What a Time to be Alive…

  • While news organizations and humble newsletters like yours truly can often have a negative slant due to those topics being some of the most important and interesting, there really can’t be enough said about the global conflicts in the world. Increasingly, geopolitical tensions and conflicts have seeped into the world of economics and business, so it is more important than ever to be up to date on some of these events. 

  • Some recent examples of this are…

  • With Iran’s recent strike on Israel in mind, it’ll be important to see how conflicts around the world are unfolding and their possible economic effect. 

Weekly Question

How economically impactful was the solar eclipse on Monday?

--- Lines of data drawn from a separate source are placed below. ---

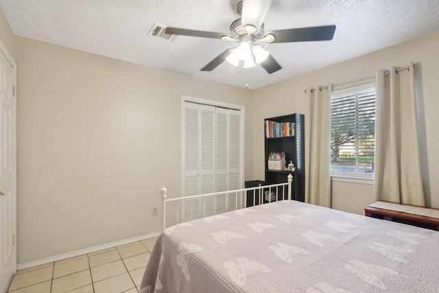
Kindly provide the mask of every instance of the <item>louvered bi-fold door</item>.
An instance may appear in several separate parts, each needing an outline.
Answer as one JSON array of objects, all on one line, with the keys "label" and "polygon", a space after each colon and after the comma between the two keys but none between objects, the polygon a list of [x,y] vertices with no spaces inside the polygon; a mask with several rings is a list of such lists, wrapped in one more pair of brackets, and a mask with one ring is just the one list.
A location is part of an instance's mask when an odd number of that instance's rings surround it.
[{"label": "louvered bi-fold door", "polygon": [[[241,188],[240,111],[217,108],[215,134],[215,191]],[[218,212],[236,209],[239,205],[237,194],[217,198]]]},{"label": "louvered bi-fold door", "polygon": [[[183,196],[241,188],[241,112],[185,104]],[[235,209],[241,204],[237,196],[186,200],[182,220]]]},{"label": "louvered bi-fold door", "polygon": [[[215,191],[215,110],[211,106],[185,103],[184,196]],[[183,202],[183,220],[209,215],[213,198]]]}]

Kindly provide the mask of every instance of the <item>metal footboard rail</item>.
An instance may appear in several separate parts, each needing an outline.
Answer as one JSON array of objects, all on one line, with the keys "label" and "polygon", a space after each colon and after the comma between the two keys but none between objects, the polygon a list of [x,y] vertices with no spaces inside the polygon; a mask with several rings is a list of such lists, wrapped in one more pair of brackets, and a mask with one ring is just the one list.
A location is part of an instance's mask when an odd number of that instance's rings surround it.
[{"label": "metal footboard rail", "polygon": [[[162,188],[160,189],[160,194],[162,198],[162,231],[163,231],[165,228],[166,228],[166,204],[167,202],[182,202],[184,200],[190,200],[190,199],[198,199],[198,198],[206,198],[206,197],[214,197],[214,198],[216,200],[217,196],[223,196],[223,195],[229,195],[229,194],[235,194],[235,199],[237,200],[237,198],[239,197],[240,197],[242,194],[244,194],[244,207],[247,207],[247,191],[253,191],[253,204],[256,205],[256,198],[257,196],[259,198],[258,200],[258,205],[259,204],[263,204],[264,202],[264,196],[262,192],[263,190],[265,190],[265,191],[268,191],[268,200],[267,200],[267,201],[268,202],[272,202],[272,190],[273,190],[274,192],[274,191],[276,191],[276,200],[277,200],[278,196],[278,187],[282,187],[283,189],[283,192],[282,192],[282,199],[285,200],[285,187],[287,187],[287,199],[288,200],[291,200],[292,199],[292,182],[293,180],[293,176],[292,174],[289,174],[287,176],[287,180],[286,183],[278,183],[278,184],[272,184],[270,185],[263,185],[263,186],[257,186],[255,187],[248,187],[248,188],[243,188],[241,189],[235,189],[235,190],[228,190],[228,191],[219,191],[219,192],[213,192],[213,193],[210,193],[210,194],[200,194],[200,195],[197,195],[197,196],[183,196],[183,197],[180,197],[180,198],[169,198],[167,199],[167,189],[164,187],[162,186]],[[256,194],[256,191],[259,191],[258,192],[258,195],[257,196]],[[226,201],[227,201],[227,197],[226,198]],[[226,206],[227,207],[227,203],[226,204]],[[238,205],[237,204],[236,209],[235,209],[235,210],[237,209],[240,209],[241,207],[239,207]],[[215,208],[215,214],[217,214],[217,210]],[[228,209],[227,209],[227,211],[228,211]]]}]

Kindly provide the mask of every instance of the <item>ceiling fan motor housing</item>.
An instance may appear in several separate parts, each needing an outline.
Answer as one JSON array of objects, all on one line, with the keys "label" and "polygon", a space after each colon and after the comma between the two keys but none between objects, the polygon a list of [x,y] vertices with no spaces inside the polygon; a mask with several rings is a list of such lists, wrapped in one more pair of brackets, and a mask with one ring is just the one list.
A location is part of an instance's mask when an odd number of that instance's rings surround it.
[{"label": "ceiling fan motor housing", "polygon": [[237,39],[241,39],[246,36],[253,38],[253,40],[261,38],[263,36],[263,23],[261,25],[259,30],[254,30],[250,34],[248,34],[247,30],[242,26],[241,19],[238,19],[230,25],[230,35]]},{"label": "ceiling fan motor housing", "polygon": [[232,0],[232,8],[239,15],[242,15],[242,0]]}]

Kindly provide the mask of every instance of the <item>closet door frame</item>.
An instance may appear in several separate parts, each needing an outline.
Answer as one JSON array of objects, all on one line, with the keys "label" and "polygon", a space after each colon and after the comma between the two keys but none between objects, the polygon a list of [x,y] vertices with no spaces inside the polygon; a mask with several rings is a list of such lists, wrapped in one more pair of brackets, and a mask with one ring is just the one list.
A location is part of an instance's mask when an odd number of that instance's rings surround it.
[{"label": "closet door frame", "polygon": [[182,185],[181,185],[181,190],[182,190],[182,196],[185,196],[184,191],[185,191],[185,141],[184,141],[184,134],[185,133],[185,103],[187,102],[192,102],[192,103],[196,103],[196,104],[202,104],[202,105],[207,105],[207,106],[215,106],[215,107],[220,107],[220,108],[228,108],[228,109],[233,109],[233,110],[237,110],[240,111],[241,113],[241,119],[240,119],[240,129],[241,129],[241,134],[240,134],[240,150],[239,150],[239,157],[240,157],[240,162],[239,162],[239,165],[241,166],[241,169],[239,172],[239,178],[240,178],[240,182],[239,182],[239,185],[240,187],[239,188],[244,188],[244,172],[245,172],[245,164],[244,164],[244,161],[245,161],[245,156],[244,156],[244,150],[245,150],[245,117],[246,117],[246,113],[245,113],[245,107],[244,106],[240,106],[240,105],[235,105],[235,104],[228,104],[228,103],[224,103],[224,102],[218,102],[218,101],[214,101],[214,100],[211,100],[211,99],[201,99],[201,98],[198,98],[198,97],[189,97],[189,96],[186,96],[186,95],[182,95],[181,96],[181,114],[182,114],[182,117],[181,117],[181,127],[182,127],[182,169],[181,169],[181,174],[182,174]]}]

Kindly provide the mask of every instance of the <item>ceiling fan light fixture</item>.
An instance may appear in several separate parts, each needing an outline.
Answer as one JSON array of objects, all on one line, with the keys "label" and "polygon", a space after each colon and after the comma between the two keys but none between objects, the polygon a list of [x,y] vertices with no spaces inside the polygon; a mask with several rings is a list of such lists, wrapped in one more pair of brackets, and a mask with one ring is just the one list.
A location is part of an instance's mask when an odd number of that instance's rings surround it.
[{"label": "ceiling fan light fixture", "polygon": [[252,53],[254,56],[254,59],[257,64],[260,64],[265,61],[270,55],[268,51],[265,50],[260,45],[255,45],[252,47]]},{"label": "ceiling fan light fixture", "polygon": [[244,64],[242,66],[242,68],[253,68],[256,67],[256,62],[254,60],[254,56],[253,54],[251,54],[250,56],[244,60]]},{"label": "ceiling fan light fixture", "polygon": [[239,45],[233,51],[237,51],[239,60],[246,60],[252,55],[250,43],[247,41],[242,41]]},{"label": "ceiling fan light fixture", "polygon": [[257,30],[256,27],[253,25],[246,25],[244,27],[244,29],[246,29],[246,31],[247,31],[247,34],[251,34]]},{"label": "ceiling fan light fixture", "polygon": [[228,62],[237,67],[239,65],[239,56],[236,49],[232,51],[232,53],[226,58]]},{"label": "ceiling fan light fixture", "polygon": [[268,34],[265,35],[262,38],[261,38],[259,40],[261,40],[261,41],[265,42],[265,43],[272,43],[275,39],[276,39],[276,36],[274,36],[274,34]]}]

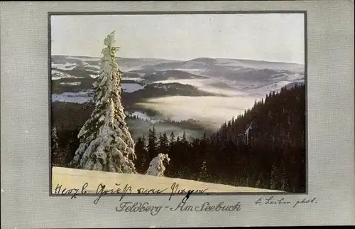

  • A: It added $400 million to the US economy

  • B: Since it lowered internet activity, it led to a loss of $120 million to the US economy

  • C: It had no measurable impact

  • D: It added $6 billion to the US economy. 

Getty Images

Answer: D, or at least according to one estimate. The Perryman Group believes the eclipse possibly added up to $6 billion to GDP since it led to an influx of travelers and spending.